Maybe you are saying, “Oh, my, chaplain! Doesn’t Scripture teach that you are supposed to love your enemies?”

Yes, it does. But Scripture also records that people became hopeful after the death of diabolical despots like King Herod, who instigated the genocide of thousands of baby boys during Jesus’ toddler years.

And while Scripture says vengeance belongs to the Lord, I won’t hide the satisfaction I felt May 1, when vengeance belonged to Navy Seal Team 6.

But before we ice the drinks for the wake party, there are three other points to consider.

First, Osama’s death brings important closure for our country. But if we celebrate and rejoice over his death, we prove we aren’t much further up the evolutionary scale than those who rejoiced over the events of 9-11.

Second, I’m glad the Wicked Witch is dead, but it doesn’t end anything. There will be more terrorists who will take his place.

The analysts who say we are facing a 100-year war with radical fundamentalists likely are correct. The problem is, we’ll be out of money in half that time, because Public Enemy No. 1 probably is the federal deficit.

Finally, reprisal, no matter how righteous it seems, comes at a much bigger price than the federal deficit. Revenge will only beget more terror.

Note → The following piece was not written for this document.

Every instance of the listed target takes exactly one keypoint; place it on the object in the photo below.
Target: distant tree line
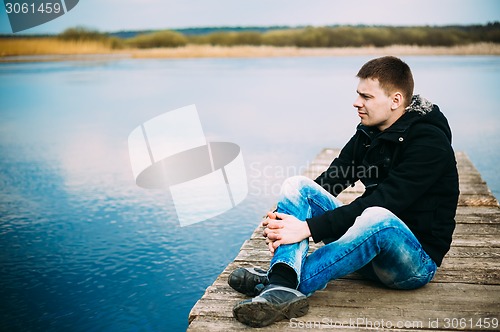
(329, 36)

When Judas led Roman soldiers to the Garden of Gethsemane to arrest Jesus, a disciple resisted the detainment by slicing off a soldier’s ear. While brutal, it probably was the most righteous blow ever struck by a man in defense of a deity.

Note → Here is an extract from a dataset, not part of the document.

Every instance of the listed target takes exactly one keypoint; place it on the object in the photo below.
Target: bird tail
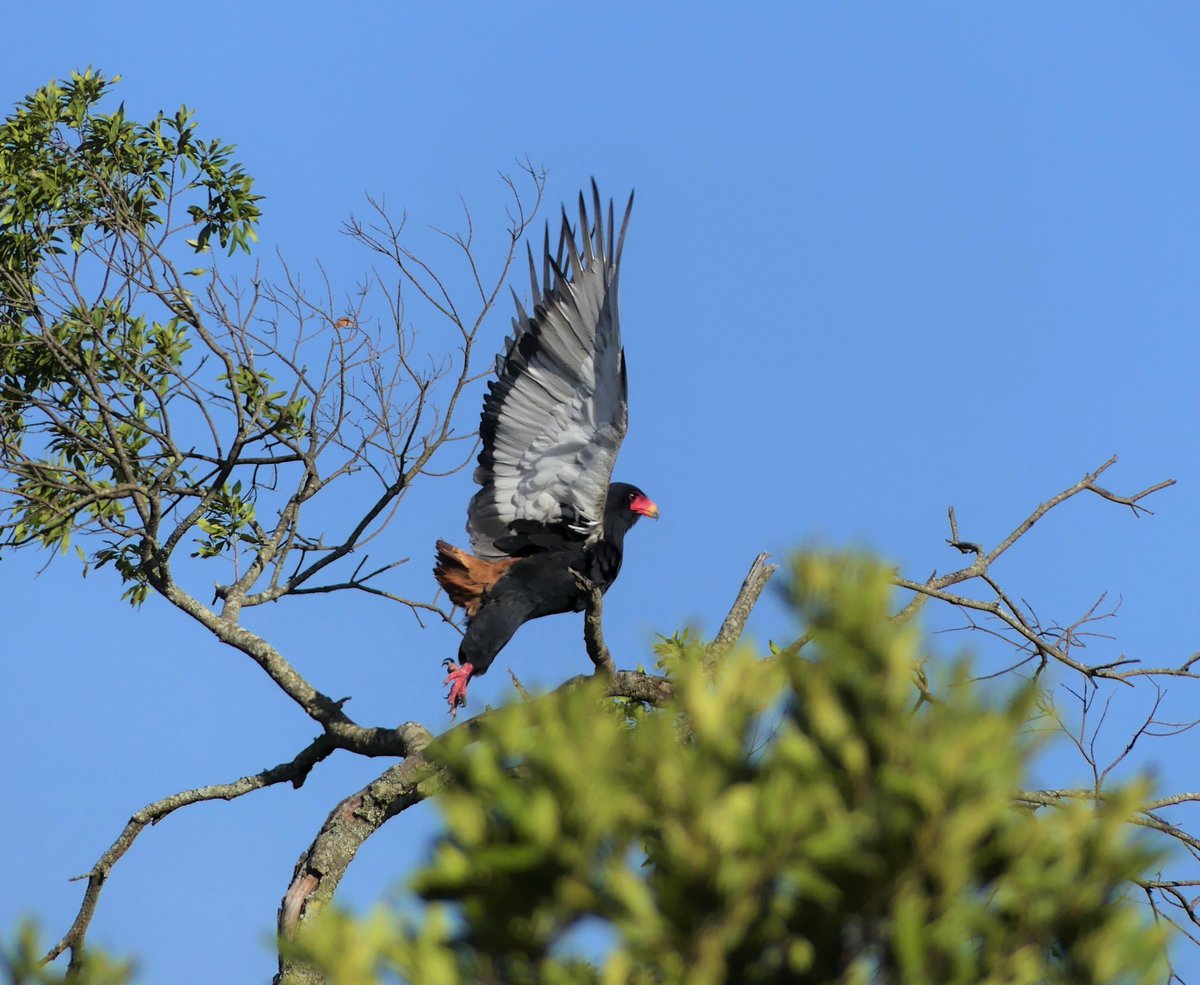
(465, 577)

Yet, after the blow, Jesus reattached the ear in a maxillofacial miracle, and reproached the disciple saying, “Put your sword back in its place, for all who draw the sword will die by the sword.”

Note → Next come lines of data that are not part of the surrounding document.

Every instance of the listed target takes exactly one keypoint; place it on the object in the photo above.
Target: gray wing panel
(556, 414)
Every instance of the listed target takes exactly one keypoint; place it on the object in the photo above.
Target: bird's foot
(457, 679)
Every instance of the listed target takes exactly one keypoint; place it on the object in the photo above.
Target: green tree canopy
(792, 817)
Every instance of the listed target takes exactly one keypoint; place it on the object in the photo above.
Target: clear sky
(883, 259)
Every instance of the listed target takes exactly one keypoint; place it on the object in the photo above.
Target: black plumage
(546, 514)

This truth has played out innumerable times in the bloody cycle of vengeance in such places as India, Ireland and Israel. And it will be our truth, too, if we don’t take the initiative to reverse the vengeance cycle.

The terrorism of today really is no different than the radical fundamentalism of the Klan that firebombed churches filled with children in the 1960s.

Amid the violence, Martin Luther King cautioned his followers: “Returning hate for hate multiplies hate, adding deeper darkness to a night already devoid of stars. Darkness cannot drive out darkness: only light can do that. Hate cannot drive out hate; only love can do that.”

The cycle of revenge was reversed with his strategy of nonviolent resistance, and it didn’t take 100 years.

I’m relieved bin Laden was assassinated.This is not a time, however, to celebrate.

The heinous suffering he caused can’t be overstated and, as one of my Florida readers points out, “Osama has left us an enduring legacy of self-sustaining terrorism that continues to be evident every time we board an airplane. He changed the way we live in this country, forever.”

At the end of the day, I don’t feel sorry for bin Laden, but I will feel sorry for our country if we don’t take pause at this juncture to consider, with somber reflection, the cost of vengeance.